On serait naïfs de croire que le discours du Budget 2024- 2025 est la dernière carte du gouvernement avant d'affronter les prochaines élections générales. Le mouvement socialiste opéré depuis 2014, et accentué depuis 2020, dans le sillage de la pandémie qui a presque tout chamboulé, ne s'arrêtera pas ainsi.

D'autres épisodes déterminants suivront. Il y aura bientôt les débats interminables sur la prescription préélectorale du Dr Renganaden Padayachy qui commencent dès demain avec un Arvin Boolell déterminé à contrecarrer la stratégie offensive du gouvernement et une MBC qui va mettre toute sa science au service du Parlement de Sooroojdev Phokeer et de la stratégie de conservation du pouvoir.

En traitant le Budget ni plus ni moins de «désastre économique», le leader de l'opposition risque de se mettre à dos ceux qui applaudissent les mesures électoralistes ; ils sont nombreux et il ne faudrait pas les effaroucher, estiment les stratèges qui travaillent pour l'opposition sur les différents éléments de la reconquête du pouvoir. Il faut trouver le ton juste.
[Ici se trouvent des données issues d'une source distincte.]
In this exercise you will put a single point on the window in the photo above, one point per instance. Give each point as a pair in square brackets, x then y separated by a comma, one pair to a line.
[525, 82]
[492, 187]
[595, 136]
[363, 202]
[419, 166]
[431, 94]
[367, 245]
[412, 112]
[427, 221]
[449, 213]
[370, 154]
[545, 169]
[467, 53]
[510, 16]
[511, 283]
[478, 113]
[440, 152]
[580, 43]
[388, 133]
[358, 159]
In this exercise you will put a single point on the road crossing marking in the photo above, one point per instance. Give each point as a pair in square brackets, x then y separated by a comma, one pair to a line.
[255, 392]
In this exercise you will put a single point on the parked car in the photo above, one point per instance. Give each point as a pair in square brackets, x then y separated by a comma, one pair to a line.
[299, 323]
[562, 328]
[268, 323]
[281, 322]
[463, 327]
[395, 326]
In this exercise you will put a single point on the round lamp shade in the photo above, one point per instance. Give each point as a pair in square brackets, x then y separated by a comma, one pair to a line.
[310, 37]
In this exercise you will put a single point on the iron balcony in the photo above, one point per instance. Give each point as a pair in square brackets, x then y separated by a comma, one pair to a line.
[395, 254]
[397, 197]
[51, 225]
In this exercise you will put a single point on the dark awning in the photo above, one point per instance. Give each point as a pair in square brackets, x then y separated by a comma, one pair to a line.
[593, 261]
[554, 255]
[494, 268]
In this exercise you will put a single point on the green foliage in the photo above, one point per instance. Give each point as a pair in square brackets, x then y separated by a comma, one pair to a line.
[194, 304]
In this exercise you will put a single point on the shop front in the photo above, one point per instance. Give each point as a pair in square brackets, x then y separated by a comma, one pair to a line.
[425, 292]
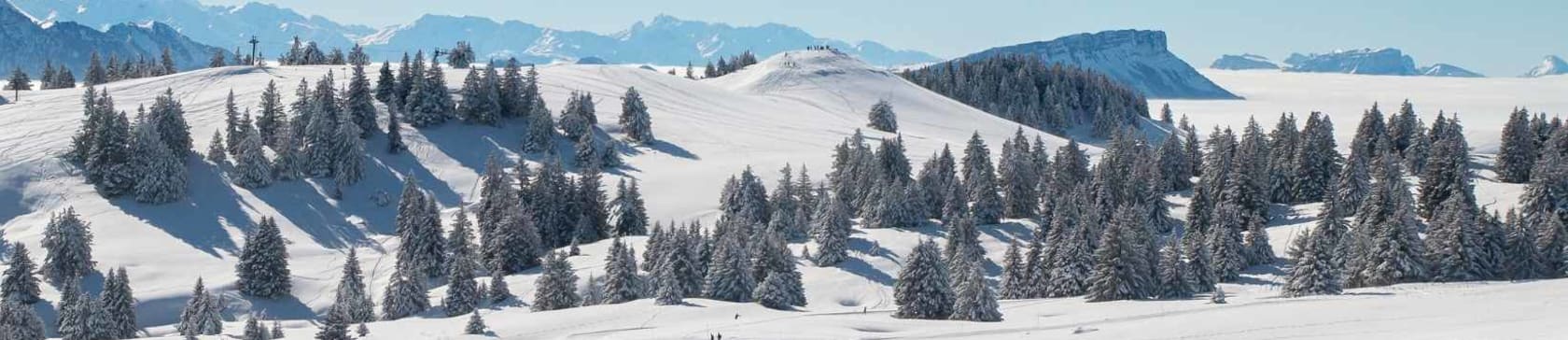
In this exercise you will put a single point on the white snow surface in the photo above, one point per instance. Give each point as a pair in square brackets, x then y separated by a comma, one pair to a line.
[789, 108]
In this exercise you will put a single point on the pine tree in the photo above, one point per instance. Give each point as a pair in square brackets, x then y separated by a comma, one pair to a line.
[832, 233]
[463, 291]
[1118, 267]
[728, 277]
[161, 168]
[636, 120]
[333, 328]
[883, 118]
[201, 316]
[922, 287]
[480, 99]
[352, 300]
[1519, 152]
[405, 295]
[475, 325]
[631, 217]
[20, 321]
[973, 300]
[1319, 262]
[68, 243]
[557, 286]
[20, 284]
[251, 168]
[622, 281]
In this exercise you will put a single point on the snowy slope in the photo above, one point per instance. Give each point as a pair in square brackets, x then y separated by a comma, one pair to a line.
[709, 131]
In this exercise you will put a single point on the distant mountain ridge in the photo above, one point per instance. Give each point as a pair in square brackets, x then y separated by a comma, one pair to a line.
[29, 43]
[1137, 58]
[665, 39]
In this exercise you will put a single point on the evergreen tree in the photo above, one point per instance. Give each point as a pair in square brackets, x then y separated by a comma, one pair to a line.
[251, 168]
[405, 295]
[557, 286]
[463, 291]
[475, 325]
[272, 116]
[631, 217]
[20, 321]
[1519, 152]
[882, 116]
[386, 85]
[480, 99]
[161, 168]
[201, 316]
[68, 243]
[622, 281]
[20, 284]
[1118, 267]
[922, 289]
[352, 300]
[728, 277]
[636, 120]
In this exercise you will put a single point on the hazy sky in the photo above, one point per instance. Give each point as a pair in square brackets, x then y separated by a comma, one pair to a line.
[1490, 36]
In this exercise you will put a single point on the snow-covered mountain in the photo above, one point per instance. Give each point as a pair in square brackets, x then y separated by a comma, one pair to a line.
[1448, 71]
[1244, 62]
[29, 43]
[1549, 66]
[1134, 57]
[665, 39]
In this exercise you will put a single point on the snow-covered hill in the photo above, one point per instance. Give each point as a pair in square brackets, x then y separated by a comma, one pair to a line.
[800, 106]
[1244, 62]
[1549, 66]
[1132, 57]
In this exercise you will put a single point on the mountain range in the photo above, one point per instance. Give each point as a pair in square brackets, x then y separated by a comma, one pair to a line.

Le FMI est un cas d'école ; il dit des choses entre les lignes, il caresse et pince en même temps. Carotte, bâton, re-carotte. Chacun trouve son plaisir quand il dit que le gouvernement n'a pas tout à fait tort de foncer dans telle ou telle direction, puis vient ajouter, dans le même souffle, qu'il n'a pas tout à fait raison non plus. Résultat : Pravind Jugnauth et Navin Ramgoolam peuvent tous les deux brandir le dernier Article IV pour soutenir leurs arguments respectifs pourtant diamétralement opposés.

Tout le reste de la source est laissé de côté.